Daffodil, the Flower of March

Associated with Venus and water, daffodil is used to promote love, fertility, and luck.

Associated with Venus and water, daffodil is used to promote love, fertility, and luck.

Daffodil or “lent lily”, one of the early blooming flowers of spring and the flower most associated with the month of March, is a common name for the blossom which is a variety of those called “Narcissus.” It was said by the ancient Greeks to have bloomed where the youth Narcissus withered and died, having become infatuated with his own reflection in a pool. (The goddess Nemesis had cursed him in retaliation for his already self-obsessed and cruel disdain of the mountain nymph Echo. Echo had already been punished by the goddess Hera who had made it impossible for Echo to say anything other than repeat a word or two that someone else had spoken to her. Greek mythology is one big interconnected soap opera, isn’t it?!)

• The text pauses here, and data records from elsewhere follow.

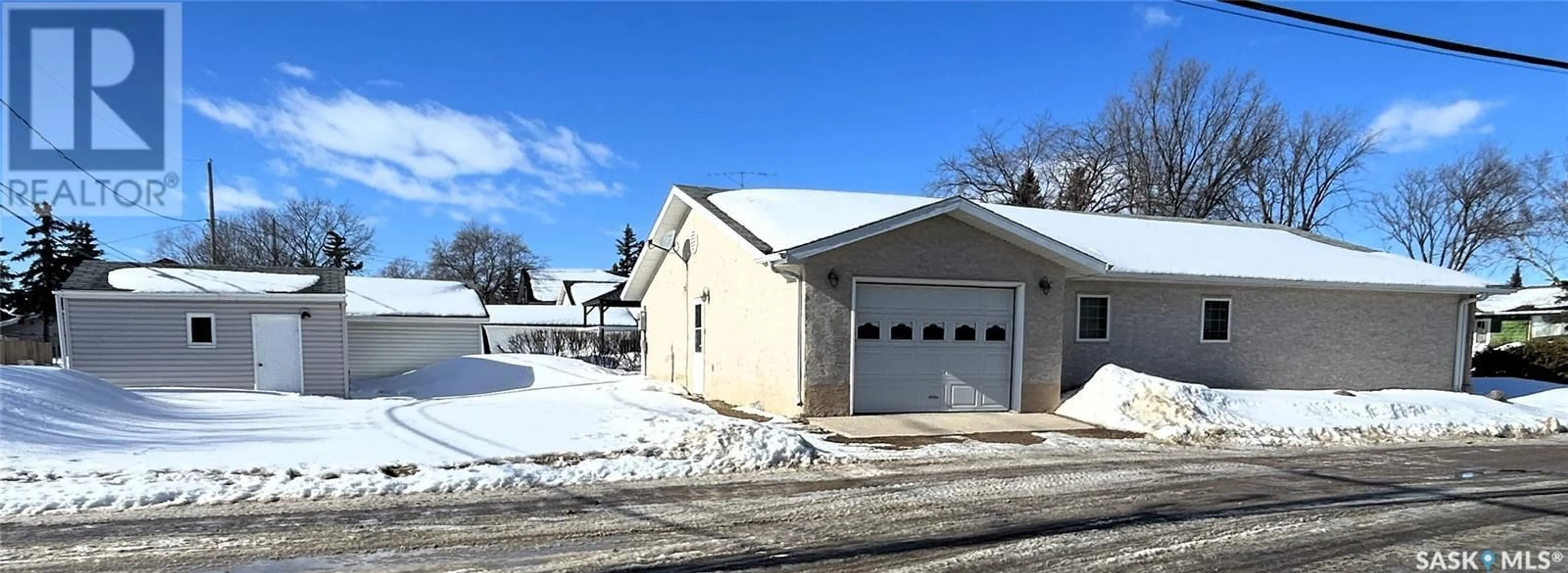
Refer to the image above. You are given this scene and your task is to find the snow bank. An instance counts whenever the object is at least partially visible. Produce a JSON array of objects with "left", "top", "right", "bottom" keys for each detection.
[
  {"left": 108, "top": 266, "right": 321, "bottom": 293},
  {"left": 0, "top": 355, "right": 837, "bottom": 515},
  {"left": 343, "top": 277, "right": 486, "bottom": 318},
  {"left": 1057, "top": 365, "right": 1562, "bottom": 444}
]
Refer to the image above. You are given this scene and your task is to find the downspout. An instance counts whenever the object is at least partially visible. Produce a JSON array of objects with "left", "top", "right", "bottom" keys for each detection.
[
  {"left": 768, "top": 260, "right": 806, "bottom": 407},
  {"left": 1454, "top": 296, "right": 1475, "bottom": 391}
]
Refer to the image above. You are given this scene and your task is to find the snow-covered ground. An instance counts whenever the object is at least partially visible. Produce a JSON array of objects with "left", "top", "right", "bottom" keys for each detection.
[
  {"left": 0, "top": 355, "right": 844, "bottom": 515},
  {"left": 1057, "top": 365, "right": 1568, "bottom": 444}
]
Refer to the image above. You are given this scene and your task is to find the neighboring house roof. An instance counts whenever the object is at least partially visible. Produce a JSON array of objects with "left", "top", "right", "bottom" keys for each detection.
[
  {"left": 60, "top": 260, "right": 343, "bottom": 294},
  {"left": 626, "top": 185, "right": 1490, "bottom": 299},
  {"left": 1475, "top": 286, "right": 1568, "bottom": 315},
  {"left": 485, "top": 304, "right": 637, "bottom": 326},
  {"left": 528, "top": 269, "right": 626, "bottom": 302},
  {"left": 343, "top": 277, "right": 489, "bottom": 318}
]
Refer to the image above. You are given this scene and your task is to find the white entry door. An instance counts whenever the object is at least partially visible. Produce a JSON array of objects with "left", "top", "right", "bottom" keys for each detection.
[
  {"left": 251, "top": 315, "right": 304, "bottom": 393},
  {"left": 851, "top": 283, "right": 1016, "bottom": 413}
]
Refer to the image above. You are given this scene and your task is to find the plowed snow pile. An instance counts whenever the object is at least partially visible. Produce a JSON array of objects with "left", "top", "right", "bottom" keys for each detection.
[
  {"left": 0, "top": 355, "right": 825, "bottom": 515},
  {"left": 1057, "top": 365, "right": 1562, "bottom": 444}
]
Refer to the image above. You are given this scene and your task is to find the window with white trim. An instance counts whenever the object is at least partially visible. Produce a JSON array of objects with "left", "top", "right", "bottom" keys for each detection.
[
  {"left": 1077, "top": 294, "right": 1110, "bottom": 340},
  {"left": 185, "top": 313, "right": 218, "bottom": 348},
  {"left": 1200, "top": 299, "right": 1231, "bottom": 343}
]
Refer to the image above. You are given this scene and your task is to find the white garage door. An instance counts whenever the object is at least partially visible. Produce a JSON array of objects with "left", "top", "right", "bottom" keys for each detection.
[{"left": 853, "top": 283, "right": 1013, "bottom": 413}]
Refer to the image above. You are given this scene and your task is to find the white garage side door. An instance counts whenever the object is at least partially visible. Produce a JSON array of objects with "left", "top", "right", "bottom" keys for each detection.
[{"left": 853, "top": 283, "right": 1014, "bottom": 413}]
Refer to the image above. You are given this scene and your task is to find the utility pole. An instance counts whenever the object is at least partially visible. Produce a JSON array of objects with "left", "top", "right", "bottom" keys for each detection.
[{"left": 207, "top": 158, "right": 218, "bottom": 264}]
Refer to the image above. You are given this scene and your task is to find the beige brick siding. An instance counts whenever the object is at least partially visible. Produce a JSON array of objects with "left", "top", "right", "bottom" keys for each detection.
[
  {"left": 804, "top": 216, "right": 1063, "bottom": 416},
  {"left": 1062, "top": 279, "right": 1465, "bottom": 390},
  {"left": 643, "top": 211, "right": 800, "bottom": 415}
]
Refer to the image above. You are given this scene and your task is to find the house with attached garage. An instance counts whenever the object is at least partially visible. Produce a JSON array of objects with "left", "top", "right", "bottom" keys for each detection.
[
  {"left": 622, "top": 185, "right": 1490, "bottom": 416},
  {"left": 55, "top": 260, "right": 488, "bottom": 396}
]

It is associated with the goddess Venus (because of Echo’s love for Narcisscus and Narcissus’ love for himself) and is therefore a “feminine” plant. The alchemists associated daffodil with the element water (perhaps because of its association with Narcissus’ death by a pool, even though the flower itself grows easily in meadows and woods).

If you carry daffodil, it will attract a lover to you. If you place fresh-cut daffodil in your bedroom, fertility will increase. If the bloom is plucked and carried next to your heart, it will attract good luck to you. Good luck and fertility being exactly what Narcissus was himself in short supply of, perhaps his flower is attempting to make amends for him and his bad behavior toward the nymph who wanted nothing more than to be his lover.